Germany has adopted legislation that will allow driverless vehicles on public roads by 2022, laying out a path for companies to deploy robotaxis and delivery services in the country at scale. While autonomous testing is currently permitted in Germany, this would allow operations of driverless vehicles without a human safety operator behind the wheel.
The bill, which last week passed the Bundestag, Germany’s lower house of parliament, specifically looks at vehicles with Level 4 autonomy. Level 4 autonomy is a designation by the Society of Automobile Engineers (SAE) which means the computer handles all the driving in certain conditions or environments. In Germany, these vehicles will be limited to geographic areas.
“In the future, autonomous vehicles should be able to drive nationwide without a physically present driver in specified operating areas of public road traffic in regular operation,” reads the legislation. “According to the Federal Government, further steps must be taken to introduce corresponding systems into regular operation so that the potential of these technologies can be exploited and society can participate in them.”
The bill still needs to pass through the upper chamber of parliament, or the Bundesrat. Included in the bill are possible initial applications for self-driving cars on German roads, such as public passenger transport, business and supply trips, logistics, company shuttles that handle employee traffic and trips between medical centers and retirement homes.
Companies looking to operate commercial driverless vehicles in Germany will need to adhere to a number of other rules, such as carrying liability insurance and having access to stop autonomous operations remotely.
Companies already testing in Germany might have an upper hand in Europe’s largest economy. Argo AI, for example, has been testing its autonomous vehicles at the LabCampus innovation center at Munich Airport. Last June, the company opened its European headquarters in the Bavarian city, and this summer it will open its test site in partnership with Volkswagen to test the VW ID.Buzz electric vans. Intel-subsidiary Mobileye also has a footprint testing AVs in Germany.

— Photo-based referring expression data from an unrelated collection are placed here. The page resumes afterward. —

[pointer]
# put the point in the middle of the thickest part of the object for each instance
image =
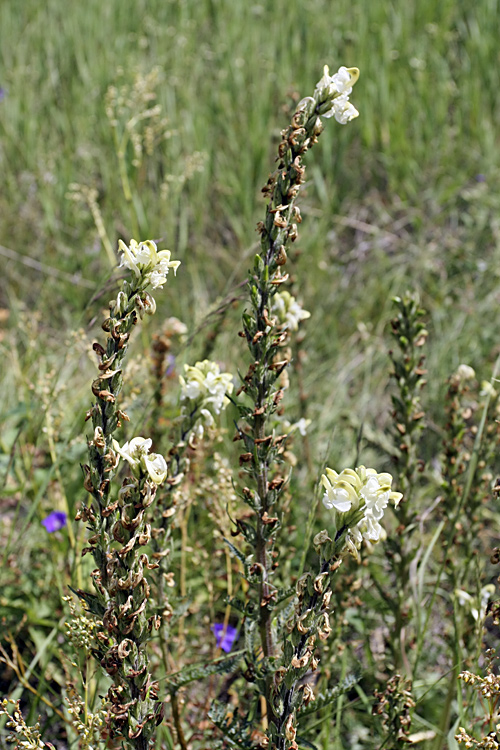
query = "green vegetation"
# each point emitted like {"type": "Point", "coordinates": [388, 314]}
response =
{"type": "Point", "coordinates": [161, 119]}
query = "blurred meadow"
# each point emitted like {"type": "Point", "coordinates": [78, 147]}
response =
{"type": "Point", "coordinates": [161, 120]}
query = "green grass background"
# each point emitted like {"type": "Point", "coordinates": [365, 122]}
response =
{"type": "Point", "coordinates": [406, 196]}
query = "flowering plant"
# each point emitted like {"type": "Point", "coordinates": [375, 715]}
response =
{"type": "Point", "coordinates": [204, 391]}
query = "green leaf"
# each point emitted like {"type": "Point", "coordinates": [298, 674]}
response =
{"type": "Point", "coordinates": [91, 601]}
{"type": "Point", "coordinates": [236, 552]}
{"type": "Point", "coordinates": [330, 696]}
{"type": "Point", "coordinates": [199, 671]}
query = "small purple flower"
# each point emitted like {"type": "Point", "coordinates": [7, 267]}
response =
{"type": "Point", "coordinates": [225, 636]}
{"type": "Point", "coordinates": [171, 365]}
{"type": "Point", "coordinates": [55, 521]}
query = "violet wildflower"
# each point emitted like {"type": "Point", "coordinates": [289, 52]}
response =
{"type": "Point", "coordinates": [55, 521]}
{"type": "Point", "coordinates": [225, 636]}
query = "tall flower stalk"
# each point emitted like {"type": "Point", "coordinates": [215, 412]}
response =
{"type": "Point", "coordinates": [266, 336]}
{"type": "Point", "coordinates": [118, 522]}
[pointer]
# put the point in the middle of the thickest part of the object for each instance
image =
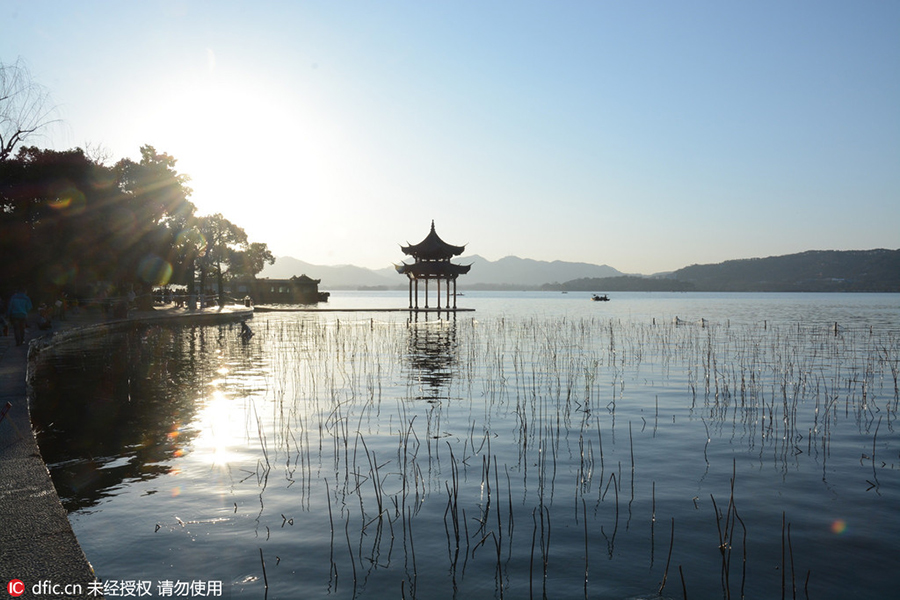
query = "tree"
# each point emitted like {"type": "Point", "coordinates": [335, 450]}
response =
{"type": "Point", "coordinates": [25, 107]}
{"type": "Point", "coordinates": [249, 262]}
{"type": "Point", "coordinates": [222, 238]}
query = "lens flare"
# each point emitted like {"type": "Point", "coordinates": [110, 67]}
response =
{"type": "Point", "coordinates": [154, 270]}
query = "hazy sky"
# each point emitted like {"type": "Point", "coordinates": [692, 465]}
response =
{"type": "Point", "coordinates": [643, 135]}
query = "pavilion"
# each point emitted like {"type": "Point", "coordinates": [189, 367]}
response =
{"type": "Point", "coordinates": [432, 261]}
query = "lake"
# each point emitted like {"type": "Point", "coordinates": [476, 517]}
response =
{"type": "Point", "coordinates": [543, 446]}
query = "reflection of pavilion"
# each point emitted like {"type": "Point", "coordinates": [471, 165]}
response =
{"type": "Point", "coordinates": [432, 357]}
{"type": "Point", "coordinates": [432, 261]}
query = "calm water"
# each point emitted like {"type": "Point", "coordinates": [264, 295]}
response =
{"type": "Point", "coordinates": [542, 446]}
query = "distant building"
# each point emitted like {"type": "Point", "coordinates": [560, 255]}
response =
{"type": "Point", "coordinates": [296, 290]}
{"type": "Point", "coordinates": [432, 262]}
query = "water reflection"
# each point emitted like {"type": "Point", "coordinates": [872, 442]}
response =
{"type": "Point", "coordinates": [432, 356]}
{"type": "Point", "coordinates": [116, 408]}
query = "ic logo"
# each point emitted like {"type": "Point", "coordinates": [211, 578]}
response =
{"type": "Point", "coordinates": [15, 588]}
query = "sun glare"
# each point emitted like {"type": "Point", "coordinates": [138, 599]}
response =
{"type": "Point", "coordinates": [221, 430]}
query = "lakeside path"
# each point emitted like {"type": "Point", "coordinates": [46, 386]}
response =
{"type": "Point", "coordinates": [37, 545]}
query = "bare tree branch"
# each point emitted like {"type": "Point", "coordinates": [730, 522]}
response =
{"type": "Point", "coordinates": [25, 106]}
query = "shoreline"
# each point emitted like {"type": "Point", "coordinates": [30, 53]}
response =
{"type": "Point", "coordinates": [39, 544]}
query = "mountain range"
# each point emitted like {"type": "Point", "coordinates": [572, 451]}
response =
{"type": "Point", "coordinates": [816, 270]}
{"type": "Point", "coordinates": [511, 272]}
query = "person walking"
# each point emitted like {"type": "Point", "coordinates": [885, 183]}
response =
{"type": "Point", "coordinates": [17, 311]}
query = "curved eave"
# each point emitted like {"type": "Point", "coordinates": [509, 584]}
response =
{"type": "Point", "coordinates": [432, 269]}
{"type": "Point", "coordinates": [432, 248]}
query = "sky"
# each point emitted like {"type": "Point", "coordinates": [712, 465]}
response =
{"type": "Point", "coordinates": [643, 135]}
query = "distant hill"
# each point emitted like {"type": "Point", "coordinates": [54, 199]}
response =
{"type": "Point", "coordinates": [624, 283]}
{"type": "Point", "coordinates": [509, 272]}
{"type": "Point", "coordinates": [813, 271]}
{"type": "Point", "coordinates": [333, 277]}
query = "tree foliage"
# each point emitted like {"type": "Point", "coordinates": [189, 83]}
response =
{"type": "Point", "coordinates": [25, 107]}
{"type": "Point", "coordinates": [70, 223]}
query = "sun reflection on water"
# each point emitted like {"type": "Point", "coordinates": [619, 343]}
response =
{"type": "Point", "coordinates": [222, 434]}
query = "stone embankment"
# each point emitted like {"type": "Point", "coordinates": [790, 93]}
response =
{"type": "Point", "coordinates": [37, 545]}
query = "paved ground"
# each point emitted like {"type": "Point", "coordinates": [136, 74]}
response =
{"type": "Point", "coordinates": [36, 541]}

Several U.S. states and countries have regulations around testing and potentially commercial deployment. Last week, Chinese robotaxi startup Pony.ai became the eighth company to be granted a permit to test driverless vehicles in California, and Nuro is the only company with a deployment permit to operate commercially on public roads in the state. In China, companies like Alibaba-backed AutoX are also testing driverless fleets on public roads. Germany’s legislation is a step beyond testing in the direction of integration into regular traffic.